I'm thinking about ESTJs and I think they could make dictators too, albeit, they may not be very effective in the long run. I don't think this has a lot to do with the MBTI, but rather, the Enneagram, and Type 8 would probably be the most driven to lead and control. The MBTI is great at figuring out how people think and behave, but it doesn't really tell us what their underlying motives are.

Sorry if I'm derailing the thread here.


----------



## ferroequinologist (Jul 27, 2012)

Petyr Baelish said:


> I'm thinking about ESTJs and I think they could make dictators too, albeit, they may not be very effective in the long run. I don't think this has a lot to do with the MBTI, but rather, the Enneagram, and Type 8 would probably be the most driven to lead and control. The MBTI is great at figuring out how people think and behave, but it doesn't really tell us what their underlying motives are.
> 
> Sorry if I'm derailing the thread here.

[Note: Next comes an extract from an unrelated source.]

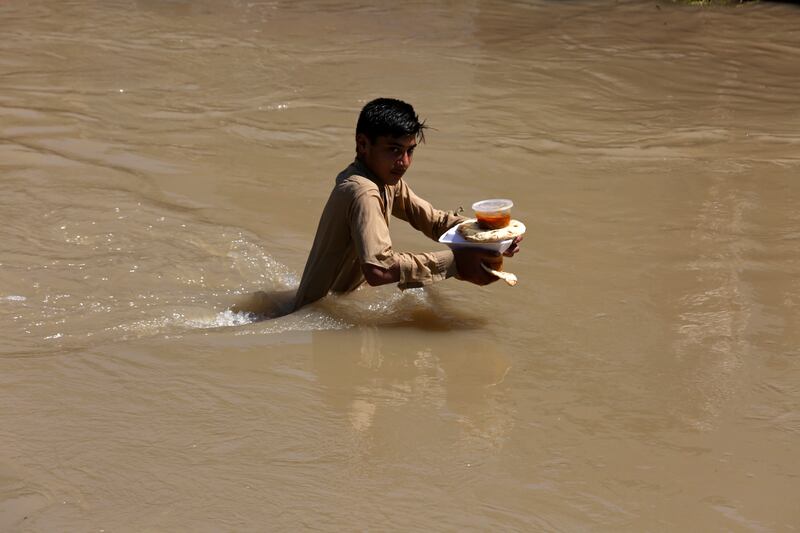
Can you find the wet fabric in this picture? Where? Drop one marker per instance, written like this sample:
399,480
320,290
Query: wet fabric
354,229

I'm sure any type can be a dictator--and we've seen them in our lives--but when people think of "dictator", they are probably usually thinking of the big names--the hall of shame, so to speak, and for some reason, the truly infamous ones all seem to be INFJs. And if you think about it, it makes sense. Their strong Ni is able to grasp motivations, see and foresee how to impact people en masse, and their Fe--extroverted judging--knows how to appeal to people, and stir up emotions to the point that they act upon them. Put the two together, and you have a powerful tool for mass manipulation--and the irony is that the people actually are doing what they want, and are not just blind followers--but are fully cooperating. It's a scary thought that one person could do this, but we've seen it repeated many times, and while I know I can be wrong, but it sure seems to be the realm of the INFJ to do this. I suppose an ENFJ could, but I think their stronger Fe would act as a brake on going too far, whereas for the INFJ, their Fe serves their Ni...


----------



## Aelthwyn (Oct 27, 2010)

Alpha64 said:


> It's already know that the majority of Dictators are xxTJ. But their behavior of wanting all the power to themselves and other stuff that they do, could that be Fi manifesting? Maybe they got strong Fi and cannot tolerate anyone defying them even when faced by facts, or could be also that they have weak Fi (that would explain their cruelty). So which one? Strong or weak Fi?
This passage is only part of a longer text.